According to exemplary embodiments, a method for data processing by utilizing one or more processors along with allocated memory is disclosed. The method may include: i) implementing an AI powered bot system, wherein the bot system includes a user interface; ii) establishing a communication link among the bot system, an AI and Machine Learning Natural Language Processing (AIML NLP) service, a parsing module including a post processing component and a response generation component, an automated pricing module, and an order management system; iii) receiving, by the parsing module, via the user interface, user input from a user as text data wherein the text data indicates a RFQ for a derivative instrument; iv) transmitting the text data to the AIML NLP service from the parsing module; v) extracting, by the parsing module, parameters associated with the RFQ by utilizing an entity extraction model provided by the AIML NLP service; vi) normalizing the extracted parameters and transmitting the normalized parameters to the automated pricing module; vii) receiving pricing details data by the response generation component from the automated pricing module; viii) and transmitting the pricing details data to the bot for receiving user input via the user interface to conduct a transaction with respect to the derivative instrument. According to exemplary embodiments, step viii) may further include additional steps of confirming, by the user, the trade to the bot and both submitting it for trading.

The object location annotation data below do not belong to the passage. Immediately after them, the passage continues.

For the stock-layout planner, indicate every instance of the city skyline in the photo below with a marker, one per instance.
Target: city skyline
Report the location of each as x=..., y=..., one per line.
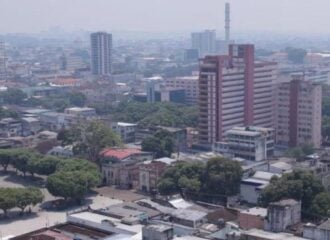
x=158, y=15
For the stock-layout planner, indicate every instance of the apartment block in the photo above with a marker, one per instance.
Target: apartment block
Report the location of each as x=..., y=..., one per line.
x=235, y=90
x=189, y=84
x=299, y=112
x=248, y=143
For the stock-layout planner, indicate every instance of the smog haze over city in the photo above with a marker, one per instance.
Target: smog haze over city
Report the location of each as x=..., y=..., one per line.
x=164, y=119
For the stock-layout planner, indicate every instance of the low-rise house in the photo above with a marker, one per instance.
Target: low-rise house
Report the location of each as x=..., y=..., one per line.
x=258, y=234
x=30, y=126
x=320, y=232
x=82, y=112
x=149, y=174
x=10, y=127
x=188, y=217
x=251, y=187
x=252, y=218
x=283, y=214
x=121, y=166
x=126, y=131
x=59, y=151
x=54, y=121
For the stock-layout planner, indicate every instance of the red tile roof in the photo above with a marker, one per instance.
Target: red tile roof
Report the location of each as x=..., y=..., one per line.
x=120, y=153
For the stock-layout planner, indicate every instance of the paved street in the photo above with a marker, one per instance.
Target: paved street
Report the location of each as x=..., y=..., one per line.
x=18, y=225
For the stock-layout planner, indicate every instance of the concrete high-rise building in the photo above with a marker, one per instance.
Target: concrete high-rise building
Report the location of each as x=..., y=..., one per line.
x=299, y=112
x=234, y=90
x=101, y=53
x=204, y=42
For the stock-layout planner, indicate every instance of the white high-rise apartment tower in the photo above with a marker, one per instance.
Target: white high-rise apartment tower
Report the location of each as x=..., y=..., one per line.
x=101, y=53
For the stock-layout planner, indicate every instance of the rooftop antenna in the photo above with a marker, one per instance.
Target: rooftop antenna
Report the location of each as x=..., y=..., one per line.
x=227, y=21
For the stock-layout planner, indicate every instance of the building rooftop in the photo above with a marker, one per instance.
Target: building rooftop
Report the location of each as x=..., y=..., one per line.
x=180, y=203
x=120, y=153
x=79, y=109
x=260, y=234
x=325, y=225
x=94, y=218
x=159, y=227
x=188, y=214
x=285, y=203
x=256, y=211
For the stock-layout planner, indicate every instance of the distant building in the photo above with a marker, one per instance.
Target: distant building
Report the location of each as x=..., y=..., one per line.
x=257, y=234
x=157, y=232
x=10, y=127
x=126, y=131
x=299, y=113
x=204, y=42
x=250, y=188
x=191, y=55
x=189, y=84
x=101, y=53
x=121, y=166
x=283, y=214
x=234, y=90
x=248, y=143
x=188, y=217
x=320, y=232
x=84, y=112
x=252, y=218
x=149, y=175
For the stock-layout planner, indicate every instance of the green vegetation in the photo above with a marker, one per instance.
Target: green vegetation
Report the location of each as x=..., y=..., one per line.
x=90, y=139
x=7, y=113
x=19, y=197
x=220, y=177
x=67, y=178
x=73, y=179
x=152, y=114
x=296, y=55
x=13, y=96
x=299, y=185
x=162, y=144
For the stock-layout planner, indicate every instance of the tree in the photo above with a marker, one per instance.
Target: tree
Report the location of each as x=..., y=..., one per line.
x=162, y=144
x=27, y=196
x=299, y=185
x=5, y=159
x=21, y=160
x=321, y=205
x=183, y=177
x=223, y=176
x=92, y=138
x=7, y=199
x=296, y=55
x=43, y=165
x=72, y=184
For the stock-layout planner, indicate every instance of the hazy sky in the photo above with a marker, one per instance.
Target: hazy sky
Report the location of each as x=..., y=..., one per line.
x=164, y=15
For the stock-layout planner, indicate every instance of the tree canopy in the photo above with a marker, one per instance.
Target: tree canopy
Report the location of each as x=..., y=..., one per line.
x=152, y=114
x=218, y=178
x=19, y=197
x=91, y=138
x=162, y=144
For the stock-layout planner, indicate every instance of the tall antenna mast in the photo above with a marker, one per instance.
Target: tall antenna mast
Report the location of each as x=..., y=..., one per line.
x=227, y=22
x=3, y=65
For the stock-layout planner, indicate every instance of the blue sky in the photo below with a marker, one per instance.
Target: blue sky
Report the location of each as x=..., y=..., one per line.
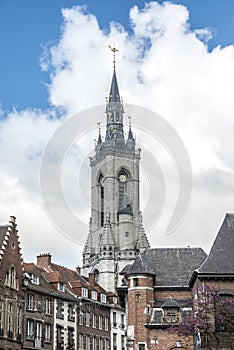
x=186, y=76
x=26, y=26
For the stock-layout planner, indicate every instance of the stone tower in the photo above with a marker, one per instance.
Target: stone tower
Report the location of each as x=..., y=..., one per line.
x=116, y=232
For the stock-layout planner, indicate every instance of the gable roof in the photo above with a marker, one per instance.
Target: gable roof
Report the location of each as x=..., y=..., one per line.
x=221, y=257
x=172, y=267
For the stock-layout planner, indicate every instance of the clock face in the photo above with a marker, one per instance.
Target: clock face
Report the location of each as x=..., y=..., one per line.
x=122, y=178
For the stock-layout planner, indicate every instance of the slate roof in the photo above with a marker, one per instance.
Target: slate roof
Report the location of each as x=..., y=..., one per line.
x=221, y=257
x=172, y=267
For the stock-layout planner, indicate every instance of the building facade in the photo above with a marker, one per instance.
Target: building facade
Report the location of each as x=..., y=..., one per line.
x=11, y=288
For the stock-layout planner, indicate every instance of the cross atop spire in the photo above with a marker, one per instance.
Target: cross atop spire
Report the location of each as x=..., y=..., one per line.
x=114, y=50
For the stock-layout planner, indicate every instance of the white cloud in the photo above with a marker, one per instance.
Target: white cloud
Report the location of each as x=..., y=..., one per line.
x=162, y=65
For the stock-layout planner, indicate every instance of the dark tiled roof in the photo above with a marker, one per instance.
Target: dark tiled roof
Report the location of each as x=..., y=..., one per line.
x=162, y=302
x=221, y=257
x=171, y=266
x=170, y=303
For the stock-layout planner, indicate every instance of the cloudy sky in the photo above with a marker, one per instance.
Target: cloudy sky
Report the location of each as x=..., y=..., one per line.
x=175, y=59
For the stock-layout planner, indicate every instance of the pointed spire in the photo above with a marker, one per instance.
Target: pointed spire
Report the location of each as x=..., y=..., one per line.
x=99, y=141
x=114, y=90
x=130, y=134
x=114, y=111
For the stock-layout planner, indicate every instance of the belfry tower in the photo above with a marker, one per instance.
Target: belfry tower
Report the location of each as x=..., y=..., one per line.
x=116, y=232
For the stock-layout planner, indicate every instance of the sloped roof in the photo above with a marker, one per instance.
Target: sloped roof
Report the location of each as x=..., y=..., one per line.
x=171, y=266
x=221, y=257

According to exemplary embodiments, text data may include user input received as voice or speech from the user.

According to exemplary embodiments, the method may further include: recording the transaction and transmitting the recorded transaction to the order management system for execution; and executing the transaction with respect to the derivative instrument.

According to exemplary embodiments, the post processing component may implement NLU processes for colloquial terminology expressed within derivatives RFQ structures.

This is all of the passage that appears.